The content contained in this blog represents only the opinions of Mr. Matthews.   Mr. Matthews also acts as an advisor and clients advised by Mr. Matthews may hold either long or short positions in securities of various companies discussed in the blog based upon Mr. Matthews’ recommendations.  This commentary in no way constitutes investment advice, and should never be relied on in making an investment decision, ever.  Also, this blog is not a solicitation of business by Mr. Matthews: all inquiries will be ignored.  And if you think Mr. Matthews is kidding about that, he is not.  The content herein is intended solely for the entertainment of the reader, and the author.

10 comments:

Anonymous said...

I went to the MS store in Austin to see the Surface. I thought it was kind of cool, but there was one big difference to me... Someone had to give me a couple of tips before I knew how to work it. "Swipe in from the right to get this menu," etc...I didn't need that with an iPad.

CurmudgeonlyTroll said...

Upstream orders allegedly cut by half

http://www.digitimes.com/news/a20121128PD215.html

in the old days MSFT would have got it right by v3, but they don't have that luxury any more.

James O'Hagan said...

If it is any further indications, I have not had one student come to me and proudly show off their Surface tablet. Not one has said to me they wish they get a Surface for Christmas. A high school is a pretty good indicator of how tech is "taking."

Anonymous said...

I think your condescension to MS is a bit overdone...
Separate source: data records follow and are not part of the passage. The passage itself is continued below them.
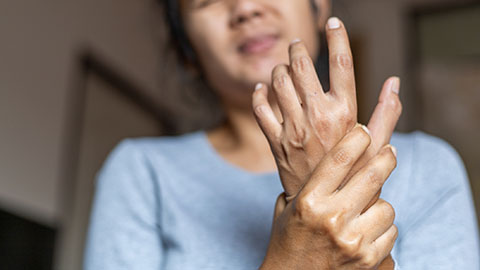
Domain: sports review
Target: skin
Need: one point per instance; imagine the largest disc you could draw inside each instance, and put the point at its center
(307, 131)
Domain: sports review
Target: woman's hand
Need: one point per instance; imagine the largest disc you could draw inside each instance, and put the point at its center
(323, 227)
(313, 121)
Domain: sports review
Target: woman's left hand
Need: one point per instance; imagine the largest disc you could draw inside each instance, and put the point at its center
(313, 121)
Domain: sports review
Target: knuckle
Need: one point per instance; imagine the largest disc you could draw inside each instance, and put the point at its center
(351, 246)
(304, 207)
(368, 261)
(301, 64)
(342, 157)
(395, 232)
(342, 60)
(388, 211)
(280, 80)
(396, 105)
(373, 178)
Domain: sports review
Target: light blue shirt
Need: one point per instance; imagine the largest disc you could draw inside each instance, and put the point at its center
(174, 203)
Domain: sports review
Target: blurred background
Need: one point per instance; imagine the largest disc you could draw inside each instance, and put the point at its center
(76, 77)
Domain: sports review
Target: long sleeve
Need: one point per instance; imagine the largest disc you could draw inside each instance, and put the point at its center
(124, 230)
(442, 226)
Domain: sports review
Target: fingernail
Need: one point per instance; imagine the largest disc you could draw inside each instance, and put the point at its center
(394, 150)
(295, 41)
(333, 23)
(395, 85)
(366, 129)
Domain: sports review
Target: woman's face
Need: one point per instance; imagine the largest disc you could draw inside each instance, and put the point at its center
(239, 42)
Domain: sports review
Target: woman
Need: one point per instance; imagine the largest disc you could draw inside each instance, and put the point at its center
(205, 200)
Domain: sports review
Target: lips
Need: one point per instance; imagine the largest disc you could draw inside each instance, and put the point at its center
(258, 44)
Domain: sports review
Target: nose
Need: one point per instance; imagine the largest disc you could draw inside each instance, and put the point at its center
(244, 11)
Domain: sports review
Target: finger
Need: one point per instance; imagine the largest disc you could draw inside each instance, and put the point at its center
(264, 114)
(386, 114)
(376, 220)
(382, 246)
(363, 186)
(286, 94)
(342, 76)
(336, 164)
(280, 205)
(304, 75)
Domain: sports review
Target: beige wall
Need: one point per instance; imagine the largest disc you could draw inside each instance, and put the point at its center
(39, 43)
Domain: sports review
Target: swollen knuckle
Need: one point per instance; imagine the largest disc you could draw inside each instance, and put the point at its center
(368, 261)
(280, 81)
(304, 208)
(342, 60)
(388, 210)
(372, 177)
(351, 246)
(341, 157)
(301, 64)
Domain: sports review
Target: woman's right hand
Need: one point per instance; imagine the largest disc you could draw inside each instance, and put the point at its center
(324, 227)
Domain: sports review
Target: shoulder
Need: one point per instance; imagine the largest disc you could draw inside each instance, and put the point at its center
(429, 170)
(429, 158)
(150, 155)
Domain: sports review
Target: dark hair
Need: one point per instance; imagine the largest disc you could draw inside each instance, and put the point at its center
(196, 91)
(187, 54)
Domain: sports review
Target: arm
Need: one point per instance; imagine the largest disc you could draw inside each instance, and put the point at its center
(123, 232)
In fact, for a serious business tool, the ability to import your sensitive files and keep them out of the cloud is critical.

Being able to edit the defacto standard files in their native tools (Office) is also important.
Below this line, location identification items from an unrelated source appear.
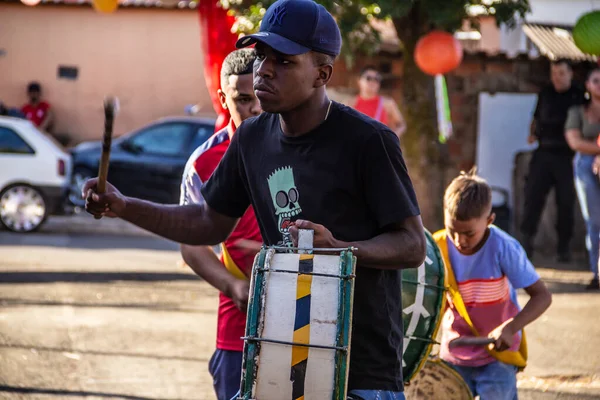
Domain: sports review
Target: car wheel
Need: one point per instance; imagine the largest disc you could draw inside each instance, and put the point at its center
(80, 175)
(22, 208)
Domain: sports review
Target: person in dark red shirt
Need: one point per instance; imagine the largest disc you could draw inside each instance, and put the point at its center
(38, 111)
(231, 273)
(371, 103)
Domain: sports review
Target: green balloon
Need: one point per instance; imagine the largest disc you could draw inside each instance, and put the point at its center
(586, 33)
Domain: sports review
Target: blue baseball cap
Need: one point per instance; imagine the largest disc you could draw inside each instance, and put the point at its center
(295, 27)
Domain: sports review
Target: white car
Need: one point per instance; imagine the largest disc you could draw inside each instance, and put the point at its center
(35, 173)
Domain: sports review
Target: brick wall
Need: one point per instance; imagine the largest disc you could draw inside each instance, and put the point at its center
(477, 73)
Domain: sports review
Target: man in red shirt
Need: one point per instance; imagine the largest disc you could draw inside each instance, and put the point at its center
(371, 103)
(231, 273)
(38, 111)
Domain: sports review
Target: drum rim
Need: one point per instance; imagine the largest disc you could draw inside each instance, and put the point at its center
(438, 321)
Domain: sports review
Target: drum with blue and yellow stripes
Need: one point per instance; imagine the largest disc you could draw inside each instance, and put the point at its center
(297, 342)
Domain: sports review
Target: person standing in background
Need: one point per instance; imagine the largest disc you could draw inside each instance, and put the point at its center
(230, 273)
(38, 111)
(582, 131)
(376, 106)
(552, 162)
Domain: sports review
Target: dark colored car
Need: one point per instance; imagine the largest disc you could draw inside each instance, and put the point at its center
(147, 163)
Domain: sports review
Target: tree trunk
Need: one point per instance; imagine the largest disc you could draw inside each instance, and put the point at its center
(420, 142)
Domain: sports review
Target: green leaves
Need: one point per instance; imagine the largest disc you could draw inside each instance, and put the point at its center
(353, 16)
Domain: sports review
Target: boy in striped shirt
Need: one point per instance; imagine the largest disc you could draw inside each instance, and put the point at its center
(489, 266)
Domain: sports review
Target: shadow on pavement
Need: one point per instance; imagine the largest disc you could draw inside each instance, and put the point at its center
(88, 241)
(70, 393)
(561, 287)
(8, 302)
(104, 353)
(92, 277)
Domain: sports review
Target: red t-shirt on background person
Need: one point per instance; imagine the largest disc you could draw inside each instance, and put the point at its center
(36, 113)
(231, 322)
(373, 107)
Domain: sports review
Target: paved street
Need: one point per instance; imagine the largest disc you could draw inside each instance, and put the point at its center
(117, 317)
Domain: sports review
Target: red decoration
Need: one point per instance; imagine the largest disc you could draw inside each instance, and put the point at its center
(438, 52)
(217, 41)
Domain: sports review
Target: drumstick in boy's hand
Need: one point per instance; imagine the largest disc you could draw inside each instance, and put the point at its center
(470, 341)
(111, 105)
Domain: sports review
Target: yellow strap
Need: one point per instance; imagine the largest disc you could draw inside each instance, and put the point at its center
(516, 358)
(230, 264)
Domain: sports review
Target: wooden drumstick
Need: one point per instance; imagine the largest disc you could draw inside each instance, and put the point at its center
(110, 109)
(470, 341)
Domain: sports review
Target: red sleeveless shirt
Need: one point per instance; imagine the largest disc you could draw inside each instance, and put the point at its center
(373, 107)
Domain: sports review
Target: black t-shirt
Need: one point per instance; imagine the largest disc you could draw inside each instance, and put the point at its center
(551, 114)
(348, 175)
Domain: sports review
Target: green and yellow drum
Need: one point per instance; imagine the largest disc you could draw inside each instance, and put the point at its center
(423, 302)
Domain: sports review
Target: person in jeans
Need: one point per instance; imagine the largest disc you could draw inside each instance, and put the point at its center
(309, 163)
(582, 130)
(230, 273)
(552, 162)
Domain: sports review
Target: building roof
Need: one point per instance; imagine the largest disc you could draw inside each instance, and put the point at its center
(555, 42)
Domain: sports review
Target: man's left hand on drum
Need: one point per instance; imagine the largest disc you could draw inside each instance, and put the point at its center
(238, 291)
(323, 238)
(504, 336)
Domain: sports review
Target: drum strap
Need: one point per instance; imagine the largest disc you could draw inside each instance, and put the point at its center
(230, 265)
(516, 358)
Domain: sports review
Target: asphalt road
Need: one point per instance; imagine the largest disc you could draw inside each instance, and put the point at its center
(118, 317)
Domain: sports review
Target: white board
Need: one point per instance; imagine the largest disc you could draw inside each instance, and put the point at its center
(502, 130)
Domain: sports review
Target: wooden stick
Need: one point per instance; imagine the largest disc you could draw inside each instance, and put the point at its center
(110, 107)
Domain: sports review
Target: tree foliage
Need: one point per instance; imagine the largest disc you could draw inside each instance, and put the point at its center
(353, 16)
(412, 19)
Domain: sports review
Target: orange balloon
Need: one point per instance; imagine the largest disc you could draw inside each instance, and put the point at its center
(438, 52)
(30, 2)
(105, 6)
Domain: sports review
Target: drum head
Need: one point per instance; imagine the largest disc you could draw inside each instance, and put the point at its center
(423, 301)
(437, 381)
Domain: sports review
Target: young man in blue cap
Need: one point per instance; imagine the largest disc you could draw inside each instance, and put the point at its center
(322, 166)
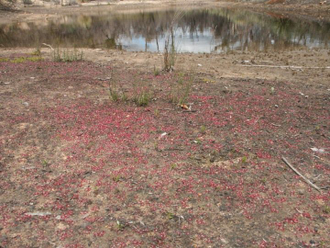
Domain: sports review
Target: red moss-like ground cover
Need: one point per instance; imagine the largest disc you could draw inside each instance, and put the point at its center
(78, 170)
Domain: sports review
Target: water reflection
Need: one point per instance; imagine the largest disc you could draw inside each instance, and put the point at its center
(216, 30)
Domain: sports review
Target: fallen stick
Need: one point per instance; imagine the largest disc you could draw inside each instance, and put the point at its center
(299, 174)
(288, 66)
(48, 46)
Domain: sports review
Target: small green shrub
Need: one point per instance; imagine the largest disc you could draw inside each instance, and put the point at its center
(180, 91)
(142, 99)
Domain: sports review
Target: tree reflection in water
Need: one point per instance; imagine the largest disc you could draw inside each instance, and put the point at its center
(216, 30)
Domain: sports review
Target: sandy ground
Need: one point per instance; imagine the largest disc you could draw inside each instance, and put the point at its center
(80, 170)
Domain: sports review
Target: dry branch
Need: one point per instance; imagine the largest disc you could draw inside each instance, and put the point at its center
(299, 174)
(48, 46)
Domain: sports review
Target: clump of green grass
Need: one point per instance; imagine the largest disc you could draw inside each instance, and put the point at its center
(4, 60)
(142, 99)
(67, 55)
(156, 71)
(116, 93)
(180, 91)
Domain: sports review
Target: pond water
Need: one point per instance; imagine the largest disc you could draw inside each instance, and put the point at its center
(197, 31)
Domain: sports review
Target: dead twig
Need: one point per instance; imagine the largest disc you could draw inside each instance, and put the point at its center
(299, 174)
(48, 46)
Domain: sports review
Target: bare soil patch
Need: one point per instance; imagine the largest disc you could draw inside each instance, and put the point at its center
(79, 170)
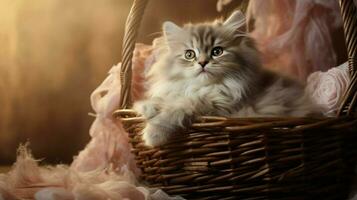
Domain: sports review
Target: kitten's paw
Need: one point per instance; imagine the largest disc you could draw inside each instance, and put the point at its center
(154, 135)
(147, 108)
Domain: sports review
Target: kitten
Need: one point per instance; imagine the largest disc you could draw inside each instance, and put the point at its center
(213, 69)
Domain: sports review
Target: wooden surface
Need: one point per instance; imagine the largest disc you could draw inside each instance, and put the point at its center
(4, 169)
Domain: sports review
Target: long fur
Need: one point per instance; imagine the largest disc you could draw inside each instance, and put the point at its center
(232, 84)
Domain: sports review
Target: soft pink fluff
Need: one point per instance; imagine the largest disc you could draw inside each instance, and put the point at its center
(105, 169)
(294, 36)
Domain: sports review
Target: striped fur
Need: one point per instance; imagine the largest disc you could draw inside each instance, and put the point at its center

And having to nicely integrated AND POWERED keyboard that is light and doubles as a screen cover is really clever... no need to lug around a separate bluetooth or USB board powered with AA's.

I think you guys are so stuck on worshiping Steve Jobs that you are missing the things that MS did right.

Jeff Matthews said...

Anonymous may be right. Maybe all that stuff matters more than the stuff Steve Jobs obsessed over, like ease of use, quality design, simplicity.

We just tried the product and reported on what we found. No worshipping of Steve Jobs was involved, just trying it out like the kind of consumer Microsoft has been losing for years now.

JM

Anonymous said...

I looked at a Surface in the store. Didn't by one, since I want the x86 compatibility. Yes, there are the added edge gestures which are not obvious at first, especially since the iPad doesn't have them. But once you know edge gestures are there and how to use them, I think the Surface UI / Win 8 is a much more versatile UI than iOS.

Everyone expects a new tablet to be as "simple" as iOS, but in reality, iOS can be a pain to use. It's popular to criticize Microsoft because they have made a lot of mistakes. But Jobs himself said that Microsoft is not to be underestimated since they keep working on things until they get it right. Win 8 is rough around the edges, but it really does offer a better experience than iOS which is now dated, IMHO. I also thought the Touch cover and trackpad were easy to use. I have an iPad - I don't plan to buy another one.

Anonymous said...

Based on your June 27 post of this year, I can't help but wonder if you pre-decided to hate the Surface. Confirmation bias, anyone? Nevertheless, MS still has enterprise by the short hairs. Don't be surprised if this product upends the current BYOD trend since corporate IT departments will probably love it.

Jeff Matthews said...

Yep, shoot the messenger.

JM

Jason said...

I am just surprised that Steve Ballmer reads this website.

TashTish said...

Jason, that was a priceless comment.